3 min readDec 30, 2024

Creating a responsive, real-time AI voice assistant has become increasingly accessible with modern libraries and APIs. In this blog, we’ll explore a Python implementation that merges speech recognition, text-to-speech (TTS), and a custom Large Language Model (LLM) prompt to bring a Jarvis-inspired assistant to life.

Overview of the System

This assistant listens to user input, processes the speech into text, interacts with an LLM, and replies both audibly and textually. The assistant, named “Jarvis,” is designed to mimic the persona from the Iron Man universe — polite, witty, and succinct.

Key Components

The implementation combines several technologies:

Speech Recognition: Using the speech_recognition library to transcribe user speech.
Text-to-Speech (TTS): Utilizing pyttsx3 for real-time audio responses.
Custom AI Prompting: Employing LangChain and Ollama LLM for generating intelligent, context-aware responses.

Let’s dive into the code, step-by-step.

1. Setting the Foundation

First, the necessary libraries are imported, and environment variables are loaded using dotenv to manage sensitive credentials.

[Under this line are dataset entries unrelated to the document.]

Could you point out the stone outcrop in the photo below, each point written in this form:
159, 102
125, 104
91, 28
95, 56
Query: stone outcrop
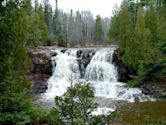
41, 68
123, 72
84, 58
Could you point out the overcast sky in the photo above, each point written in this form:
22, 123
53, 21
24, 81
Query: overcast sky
102, 7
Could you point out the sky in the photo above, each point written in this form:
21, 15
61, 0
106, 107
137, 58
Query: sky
101, 7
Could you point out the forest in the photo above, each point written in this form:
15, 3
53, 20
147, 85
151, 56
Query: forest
137, 27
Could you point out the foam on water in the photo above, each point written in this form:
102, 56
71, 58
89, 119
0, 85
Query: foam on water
100, 73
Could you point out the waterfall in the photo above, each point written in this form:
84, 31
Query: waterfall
100, 73
103, 76
65, 72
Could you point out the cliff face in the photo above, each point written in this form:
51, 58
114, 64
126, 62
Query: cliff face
41, 68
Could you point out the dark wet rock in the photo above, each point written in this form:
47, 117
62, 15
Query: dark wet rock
84, 58
63, 50
123, 72
41, 68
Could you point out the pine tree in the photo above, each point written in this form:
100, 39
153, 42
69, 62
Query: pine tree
98, 29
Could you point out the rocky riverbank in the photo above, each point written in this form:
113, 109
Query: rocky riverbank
41, 69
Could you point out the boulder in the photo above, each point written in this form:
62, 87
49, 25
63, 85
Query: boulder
41, 68
123, 72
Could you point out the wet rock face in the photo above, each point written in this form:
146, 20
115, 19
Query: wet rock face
123, 72
41, 68
84, 57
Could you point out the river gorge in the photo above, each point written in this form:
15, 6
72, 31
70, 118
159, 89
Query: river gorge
55, 69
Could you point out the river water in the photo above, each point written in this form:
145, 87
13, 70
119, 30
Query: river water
100, 73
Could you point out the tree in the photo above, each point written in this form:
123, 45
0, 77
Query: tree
75, 106
98, 29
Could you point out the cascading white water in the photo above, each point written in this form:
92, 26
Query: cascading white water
65, 72
100, 73
103, 76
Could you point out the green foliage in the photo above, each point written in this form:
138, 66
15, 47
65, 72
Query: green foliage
150, 121
20, 27
38, 30
15, 109
98, 30
140, 34
75, 107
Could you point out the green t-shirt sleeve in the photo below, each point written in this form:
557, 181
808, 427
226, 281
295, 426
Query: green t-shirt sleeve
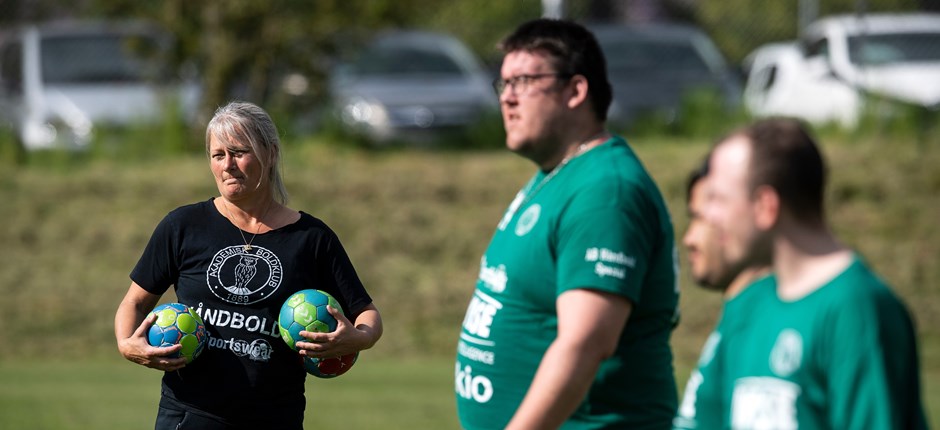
856, 369
605, 240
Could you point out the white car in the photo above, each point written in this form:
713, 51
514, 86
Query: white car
842, 63
60, 80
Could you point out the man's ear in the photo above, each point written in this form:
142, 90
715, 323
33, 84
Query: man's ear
579, 87
766, 207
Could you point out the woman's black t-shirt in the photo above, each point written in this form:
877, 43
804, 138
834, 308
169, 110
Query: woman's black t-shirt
246, 375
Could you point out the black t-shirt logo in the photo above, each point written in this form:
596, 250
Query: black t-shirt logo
244, 277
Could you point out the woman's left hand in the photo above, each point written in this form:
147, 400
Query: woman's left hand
346, 339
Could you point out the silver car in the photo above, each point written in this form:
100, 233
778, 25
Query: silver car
411, 84
60, 80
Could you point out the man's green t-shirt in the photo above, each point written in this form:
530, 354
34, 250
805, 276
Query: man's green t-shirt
597, 222
842, 357
703, 399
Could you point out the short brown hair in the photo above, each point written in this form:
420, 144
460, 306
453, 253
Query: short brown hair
785, 156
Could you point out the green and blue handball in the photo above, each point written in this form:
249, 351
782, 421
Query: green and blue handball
306, 310
178, 324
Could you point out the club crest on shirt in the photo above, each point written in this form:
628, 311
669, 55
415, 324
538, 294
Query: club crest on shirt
528, 220
787, 354
243, 277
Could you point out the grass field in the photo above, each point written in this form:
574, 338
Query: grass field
110, 393
414, 222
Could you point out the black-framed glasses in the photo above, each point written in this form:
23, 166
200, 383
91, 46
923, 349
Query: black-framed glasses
520, 84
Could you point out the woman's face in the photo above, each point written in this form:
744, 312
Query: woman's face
237, 170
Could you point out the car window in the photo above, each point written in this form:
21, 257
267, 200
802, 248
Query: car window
405, 61
98, 58
661, 56
874, 49
11, 68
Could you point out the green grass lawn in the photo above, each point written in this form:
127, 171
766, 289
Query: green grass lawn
415, 223
115, 394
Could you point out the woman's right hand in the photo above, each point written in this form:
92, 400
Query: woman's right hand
136, 348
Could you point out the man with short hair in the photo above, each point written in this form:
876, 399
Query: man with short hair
702, 399
576, 298
830, 346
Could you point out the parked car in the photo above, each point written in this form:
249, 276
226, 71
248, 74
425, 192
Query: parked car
845, 65
653, 67
411, 84
60, 80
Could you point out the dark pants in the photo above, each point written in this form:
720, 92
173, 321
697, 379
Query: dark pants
173, 419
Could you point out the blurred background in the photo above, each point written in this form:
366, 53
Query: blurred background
393, 137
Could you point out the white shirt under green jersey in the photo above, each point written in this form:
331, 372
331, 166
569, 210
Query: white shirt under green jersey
597, 222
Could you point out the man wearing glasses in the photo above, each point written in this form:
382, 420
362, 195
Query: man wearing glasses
576, 298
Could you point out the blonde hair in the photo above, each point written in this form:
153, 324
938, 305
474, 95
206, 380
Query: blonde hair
243, 123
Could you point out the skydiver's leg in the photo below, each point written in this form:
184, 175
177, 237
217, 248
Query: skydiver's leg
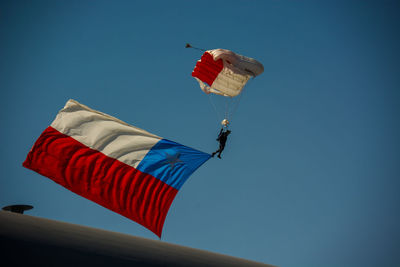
221, 148
213, 154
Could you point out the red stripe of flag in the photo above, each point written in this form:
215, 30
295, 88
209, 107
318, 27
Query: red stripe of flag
104, 180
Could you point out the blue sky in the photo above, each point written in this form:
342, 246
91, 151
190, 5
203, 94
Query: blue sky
310, 175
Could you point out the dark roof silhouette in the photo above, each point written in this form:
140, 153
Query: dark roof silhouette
31, 241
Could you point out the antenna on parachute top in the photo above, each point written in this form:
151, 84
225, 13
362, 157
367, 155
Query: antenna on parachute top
190, 46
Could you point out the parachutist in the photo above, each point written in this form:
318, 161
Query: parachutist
222, 137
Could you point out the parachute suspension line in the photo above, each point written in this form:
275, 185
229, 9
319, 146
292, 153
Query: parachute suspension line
236, 105
215, 108
190, 46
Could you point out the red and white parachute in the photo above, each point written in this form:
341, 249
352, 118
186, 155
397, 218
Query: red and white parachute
225, 73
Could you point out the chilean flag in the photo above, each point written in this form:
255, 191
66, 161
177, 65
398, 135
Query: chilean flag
121, 167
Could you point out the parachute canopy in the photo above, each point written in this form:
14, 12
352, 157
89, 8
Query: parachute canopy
223, 72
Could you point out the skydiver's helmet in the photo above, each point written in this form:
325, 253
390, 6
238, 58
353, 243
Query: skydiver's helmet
225, 122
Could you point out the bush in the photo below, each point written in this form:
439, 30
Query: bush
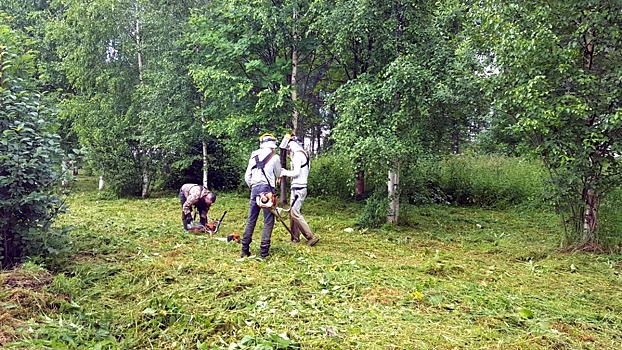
31, 156
487, 181
331, 175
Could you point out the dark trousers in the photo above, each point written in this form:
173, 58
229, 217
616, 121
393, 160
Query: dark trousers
251, 221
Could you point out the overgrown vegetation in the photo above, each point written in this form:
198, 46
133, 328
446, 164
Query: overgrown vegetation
450, 277
30, 158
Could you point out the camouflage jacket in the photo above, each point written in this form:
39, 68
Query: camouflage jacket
194, 196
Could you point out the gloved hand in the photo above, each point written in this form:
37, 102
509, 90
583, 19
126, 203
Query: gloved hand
186, 220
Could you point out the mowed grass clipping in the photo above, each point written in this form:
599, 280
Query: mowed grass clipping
456, 278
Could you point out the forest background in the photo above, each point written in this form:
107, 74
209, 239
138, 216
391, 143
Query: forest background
486, 104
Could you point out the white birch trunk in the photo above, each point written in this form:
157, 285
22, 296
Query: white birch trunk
146, 182
394, 205
204, 164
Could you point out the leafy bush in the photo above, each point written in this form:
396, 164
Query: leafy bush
31, 157
331, 175
610, 222
487, 181
374, 214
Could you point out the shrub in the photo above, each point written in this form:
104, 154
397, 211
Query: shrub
31, 156
487, 181
331, 175
492, 181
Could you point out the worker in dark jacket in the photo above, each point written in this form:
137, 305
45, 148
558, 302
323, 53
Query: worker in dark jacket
195, 195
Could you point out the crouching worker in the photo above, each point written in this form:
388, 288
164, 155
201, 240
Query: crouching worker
299, 174
195, 195
264, 167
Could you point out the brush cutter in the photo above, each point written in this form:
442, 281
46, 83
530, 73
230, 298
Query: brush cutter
210, 227
277, 213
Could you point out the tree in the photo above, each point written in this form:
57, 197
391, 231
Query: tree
420, 96
558, 84
133, 104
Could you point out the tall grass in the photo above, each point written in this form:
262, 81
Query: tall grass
454, 278
485, 181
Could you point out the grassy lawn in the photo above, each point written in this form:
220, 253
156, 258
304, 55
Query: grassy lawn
454, 278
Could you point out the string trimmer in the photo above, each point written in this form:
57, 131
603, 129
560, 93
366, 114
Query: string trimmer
211, 226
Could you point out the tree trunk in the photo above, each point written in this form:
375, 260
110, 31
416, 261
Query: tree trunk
394, 197
1, 68
455, 141
359, 189
590, 219
146, 182
204, 148
294, 71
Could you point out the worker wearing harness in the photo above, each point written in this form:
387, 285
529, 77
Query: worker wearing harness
198, 196
299, 174
264, 167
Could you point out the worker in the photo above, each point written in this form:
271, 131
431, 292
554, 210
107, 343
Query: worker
264, 167
198, 196
299, 159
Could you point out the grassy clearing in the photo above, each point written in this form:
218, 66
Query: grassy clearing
452, 278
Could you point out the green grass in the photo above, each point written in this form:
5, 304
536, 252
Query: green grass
449, 278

import speech_recognition as sr
import pyttsx3
import os
from dotenv import load_dotenv
load_dotenv()

This ensures a secure and modular setup for projects involving API keys or sensitive configurations.

2. Crafting Jarvis’ Personality

The assistant’s behavior is shaped using a ChatPromptTemplate, ensuring that responses stay in character.

from langchain_core.prompts import ChatPromptTemplate
from langchain_ollama.llms import OllamaLLM
template = """
You are Jarvis, Charan's personal AI assistant from the Iron Man universe.
Your style is polite, witty, and succinct.
You address the user respectfully as \"Sir,\" or by name if provided.
You add subtle humor where appropriate, and you always stay in character as a resourceful AI.
Keep the responses short and to the point, and avoid overly verbose or complex replies.
Context / Conversation so far:
{history}
User just said: {question}
Now, Jarvis, please reply:
"""
prompt = ChatPromptTemplate.from_template(template)
model = OllamaLLM(model="llama3.1")
chain = prompt | model

This defines a “Jarvis persona” and sets up the LLM to generate responses in context with the conversation history.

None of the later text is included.